Hovnanian Enterprises, Inc. is a vertically integrated residential homebuilder and mortgage/title services provider operating in 27 markets across 13 states, organized into Northeast, Southeast and West homebuilding segments plus a financial services segment. In fiscal 2024 the company delivered 5,348 homes on $2.875B of home sale revenues, and it complements sales with an in-house mortgage subsidiary that financed ~79.4% of noncash buyers. Management has emphasized quick-move-in (QMI) inventory, mortgage buydowns and build-for-rent activity to accelerate closings and conversion while managing land exposure through options and joint ventures, and it has been actively improving liquidity and deleveraging via note redemptions, exchanges and share repurchases.
Given the business model and filings, pay plans are likely tied to volume and conversion metrics (homes delivered, net contracts per active community, backlog conversion) as well as margin and liquidity goals (gross margin, adjusted gross margin before cost-of-sales interest/land charges, and covenant-compliant leverage ratios). The company explicitly increased equity-based compensation and marketing/headcount spending ahead of growth, and management’s use of mortgage buydowns to preserve affordability implies compensation may incorporate mortgage-originations or financing-penetration targets (mortgage subsidiary volume and buy-down effectiveness). Additional likely pay levers include successful JV formations/asset contributions, disciplined land returns (takings priced to internal thresholds), and capital-structure milestones such as debt reductions or maintaining revolver headroom.
Insider trading patterns at Hovnanian are likely to be influenced by highly public, cadence-driven disclosure events (quarterly deliveries, backlog, and cancellation rates) and by material movements in mortgage rates that affect sales pace and incentive use; insiders will often avoid trading around earnings and during blackout periods and may use 10b5‑1 plans to manage liquidity.
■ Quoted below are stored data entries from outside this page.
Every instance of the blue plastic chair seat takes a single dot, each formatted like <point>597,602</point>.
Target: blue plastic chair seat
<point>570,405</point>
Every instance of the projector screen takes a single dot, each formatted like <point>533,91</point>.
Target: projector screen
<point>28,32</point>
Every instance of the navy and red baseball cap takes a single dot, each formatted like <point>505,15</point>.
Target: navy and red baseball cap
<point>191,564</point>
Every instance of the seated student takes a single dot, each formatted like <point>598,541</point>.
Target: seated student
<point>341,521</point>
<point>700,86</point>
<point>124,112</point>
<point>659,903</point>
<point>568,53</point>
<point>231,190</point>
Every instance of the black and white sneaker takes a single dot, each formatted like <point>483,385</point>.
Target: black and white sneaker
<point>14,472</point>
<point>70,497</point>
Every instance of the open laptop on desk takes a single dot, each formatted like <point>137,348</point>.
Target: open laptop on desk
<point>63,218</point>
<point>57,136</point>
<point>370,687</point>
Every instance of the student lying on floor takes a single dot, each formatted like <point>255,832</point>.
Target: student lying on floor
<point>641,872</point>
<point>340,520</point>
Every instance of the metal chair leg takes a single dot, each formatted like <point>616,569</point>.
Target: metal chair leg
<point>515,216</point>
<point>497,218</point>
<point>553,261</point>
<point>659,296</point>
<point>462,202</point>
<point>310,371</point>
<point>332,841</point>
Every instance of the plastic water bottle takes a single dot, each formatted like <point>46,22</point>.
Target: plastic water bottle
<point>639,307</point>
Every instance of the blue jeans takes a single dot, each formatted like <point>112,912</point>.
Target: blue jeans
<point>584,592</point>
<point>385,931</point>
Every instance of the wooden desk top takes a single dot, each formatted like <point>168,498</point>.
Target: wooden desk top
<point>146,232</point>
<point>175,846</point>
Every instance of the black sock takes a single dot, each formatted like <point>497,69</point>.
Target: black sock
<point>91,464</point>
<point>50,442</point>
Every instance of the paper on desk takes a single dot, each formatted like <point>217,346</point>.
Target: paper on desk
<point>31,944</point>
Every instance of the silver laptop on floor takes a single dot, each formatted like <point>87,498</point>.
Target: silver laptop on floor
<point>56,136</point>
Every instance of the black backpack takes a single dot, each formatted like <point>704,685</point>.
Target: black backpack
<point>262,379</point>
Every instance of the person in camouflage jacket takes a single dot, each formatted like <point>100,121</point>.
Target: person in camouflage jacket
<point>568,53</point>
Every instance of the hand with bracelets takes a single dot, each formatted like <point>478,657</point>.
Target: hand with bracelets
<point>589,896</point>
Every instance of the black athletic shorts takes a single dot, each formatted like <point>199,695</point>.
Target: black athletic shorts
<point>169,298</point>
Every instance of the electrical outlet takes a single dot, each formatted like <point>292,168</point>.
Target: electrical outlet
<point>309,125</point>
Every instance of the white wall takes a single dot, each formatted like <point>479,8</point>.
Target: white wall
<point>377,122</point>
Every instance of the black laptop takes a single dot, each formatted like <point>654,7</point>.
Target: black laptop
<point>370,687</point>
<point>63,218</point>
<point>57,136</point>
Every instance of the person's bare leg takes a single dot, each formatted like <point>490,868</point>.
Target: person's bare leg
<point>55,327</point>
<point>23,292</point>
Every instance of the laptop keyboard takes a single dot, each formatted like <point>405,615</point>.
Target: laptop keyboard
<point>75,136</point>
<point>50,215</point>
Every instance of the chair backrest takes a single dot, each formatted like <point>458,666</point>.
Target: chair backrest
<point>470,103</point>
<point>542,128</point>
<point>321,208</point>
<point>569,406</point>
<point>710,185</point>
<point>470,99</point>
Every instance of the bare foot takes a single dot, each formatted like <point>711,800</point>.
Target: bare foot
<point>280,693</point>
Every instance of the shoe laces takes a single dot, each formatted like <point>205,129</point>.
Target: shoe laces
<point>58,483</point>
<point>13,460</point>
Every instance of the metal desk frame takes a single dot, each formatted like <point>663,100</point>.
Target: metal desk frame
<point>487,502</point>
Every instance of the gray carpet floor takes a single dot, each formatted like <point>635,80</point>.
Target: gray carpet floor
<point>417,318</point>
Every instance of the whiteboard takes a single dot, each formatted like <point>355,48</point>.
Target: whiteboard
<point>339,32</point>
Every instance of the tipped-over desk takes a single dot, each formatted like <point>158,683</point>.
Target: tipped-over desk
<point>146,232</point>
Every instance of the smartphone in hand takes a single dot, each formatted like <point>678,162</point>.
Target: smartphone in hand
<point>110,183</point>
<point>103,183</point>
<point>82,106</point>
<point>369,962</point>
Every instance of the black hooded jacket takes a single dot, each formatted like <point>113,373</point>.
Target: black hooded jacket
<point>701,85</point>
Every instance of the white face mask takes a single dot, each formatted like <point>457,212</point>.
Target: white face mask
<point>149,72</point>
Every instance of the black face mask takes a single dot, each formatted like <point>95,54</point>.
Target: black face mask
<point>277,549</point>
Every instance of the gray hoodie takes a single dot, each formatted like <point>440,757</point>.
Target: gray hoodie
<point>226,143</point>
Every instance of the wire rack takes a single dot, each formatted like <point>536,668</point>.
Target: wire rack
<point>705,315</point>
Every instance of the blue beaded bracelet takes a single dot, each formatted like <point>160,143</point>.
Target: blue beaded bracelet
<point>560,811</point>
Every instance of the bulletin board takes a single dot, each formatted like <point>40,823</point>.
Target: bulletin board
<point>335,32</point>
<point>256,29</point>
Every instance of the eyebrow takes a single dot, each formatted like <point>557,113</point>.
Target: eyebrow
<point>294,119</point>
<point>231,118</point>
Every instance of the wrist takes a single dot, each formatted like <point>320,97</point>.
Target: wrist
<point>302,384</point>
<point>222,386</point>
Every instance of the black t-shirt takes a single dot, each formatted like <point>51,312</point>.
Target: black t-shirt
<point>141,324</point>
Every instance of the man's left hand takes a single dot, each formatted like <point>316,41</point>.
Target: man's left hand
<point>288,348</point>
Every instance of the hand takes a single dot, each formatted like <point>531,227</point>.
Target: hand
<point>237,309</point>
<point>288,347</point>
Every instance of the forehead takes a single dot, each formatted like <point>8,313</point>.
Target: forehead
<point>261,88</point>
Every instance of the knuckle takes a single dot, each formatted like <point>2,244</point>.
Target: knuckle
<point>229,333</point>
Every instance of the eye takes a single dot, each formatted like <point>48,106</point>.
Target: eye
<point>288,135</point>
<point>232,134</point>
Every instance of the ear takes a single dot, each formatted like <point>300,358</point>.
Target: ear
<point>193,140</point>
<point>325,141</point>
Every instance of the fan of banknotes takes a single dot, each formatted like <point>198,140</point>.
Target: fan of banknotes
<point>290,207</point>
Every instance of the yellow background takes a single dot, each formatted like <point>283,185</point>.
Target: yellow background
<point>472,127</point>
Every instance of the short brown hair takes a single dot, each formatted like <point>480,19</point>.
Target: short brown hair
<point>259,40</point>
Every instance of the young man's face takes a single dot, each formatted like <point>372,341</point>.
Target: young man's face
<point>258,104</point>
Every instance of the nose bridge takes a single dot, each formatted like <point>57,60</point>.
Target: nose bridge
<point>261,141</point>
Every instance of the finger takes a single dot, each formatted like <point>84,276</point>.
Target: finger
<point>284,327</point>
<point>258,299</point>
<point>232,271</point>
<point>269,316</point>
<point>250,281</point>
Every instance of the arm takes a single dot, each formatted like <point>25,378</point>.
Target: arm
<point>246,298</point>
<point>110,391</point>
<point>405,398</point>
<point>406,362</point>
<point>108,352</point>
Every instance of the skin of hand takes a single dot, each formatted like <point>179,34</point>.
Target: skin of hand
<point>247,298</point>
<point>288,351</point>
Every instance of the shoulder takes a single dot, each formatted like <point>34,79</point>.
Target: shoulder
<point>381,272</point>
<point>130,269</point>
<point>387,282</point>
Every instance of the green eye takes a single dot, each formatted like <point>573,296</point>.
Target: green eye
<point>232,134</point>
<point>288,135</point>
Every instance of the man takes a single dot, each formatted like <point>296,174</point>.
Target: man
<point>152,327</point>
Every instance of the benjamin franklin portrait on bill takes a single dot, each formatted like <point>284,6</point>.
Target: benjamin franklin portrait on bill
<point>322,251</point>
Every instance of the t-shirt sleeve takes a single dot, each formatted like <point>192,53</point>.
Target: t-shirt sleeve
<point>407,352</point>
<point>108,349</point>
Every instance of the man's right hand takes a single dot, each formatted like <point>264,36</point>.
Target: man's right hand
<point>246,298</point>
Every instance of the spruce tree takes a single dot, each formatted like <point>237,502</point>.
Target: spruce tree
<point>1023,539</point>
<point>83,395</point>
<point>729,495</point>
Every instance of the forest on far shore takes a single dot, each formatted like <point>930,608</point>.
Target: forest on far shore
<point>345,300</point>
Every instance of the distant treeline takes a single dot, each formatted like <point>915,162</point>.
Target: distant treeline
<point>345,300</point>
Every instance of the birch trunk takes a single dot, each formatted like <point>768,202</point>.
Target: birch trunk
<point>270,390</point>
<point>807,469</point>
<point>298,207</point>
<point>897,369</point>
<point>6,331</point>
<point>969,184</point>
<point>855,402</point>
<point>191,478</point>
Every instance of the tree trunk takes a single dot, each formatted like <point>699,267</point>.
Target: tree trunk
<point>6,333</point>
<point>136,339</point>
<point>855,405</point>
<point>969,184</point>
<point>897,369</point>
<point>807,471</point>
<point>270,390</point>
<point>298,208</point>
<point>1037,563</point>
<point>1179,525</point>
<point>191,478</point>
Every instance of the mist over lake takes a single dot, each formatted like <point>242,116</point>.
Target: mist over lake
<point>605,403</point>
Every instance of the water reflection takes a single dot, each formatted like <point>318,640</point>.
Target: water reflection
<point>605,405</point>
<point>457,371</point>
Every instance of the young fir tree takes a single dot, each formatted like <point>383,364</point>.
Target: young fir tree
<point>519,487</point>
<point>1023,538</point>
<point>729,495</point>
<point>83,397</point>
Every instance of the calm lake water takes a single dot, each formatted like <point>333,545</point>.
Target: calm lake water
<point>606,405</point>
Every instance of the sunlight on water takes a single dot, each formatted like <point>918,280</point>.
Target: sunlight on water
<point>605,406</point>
Because the company uses its mortgage unit to execute rate buydowns and incentives (Q3 FY25 financing concessions reached ~11.6% of ASP), insiders may possess timely knowledge about promotional programs and inventory mix (QMI vs. spec) that drive short-term revenue and margin swings—making pre-clearance and strict trading windows particularly important. Regulatory and compliance risks are elevated by the combination of mortgage origination activities (state/federal lending rules, RESPA/HMDA considerations) and a leveraged capital structure with covenant sensitivity, so look for disclosures of option exercises, opportunistic sales following debt redemptions/repurchases, and any 10b5‑1 plan filings in the SEC filings.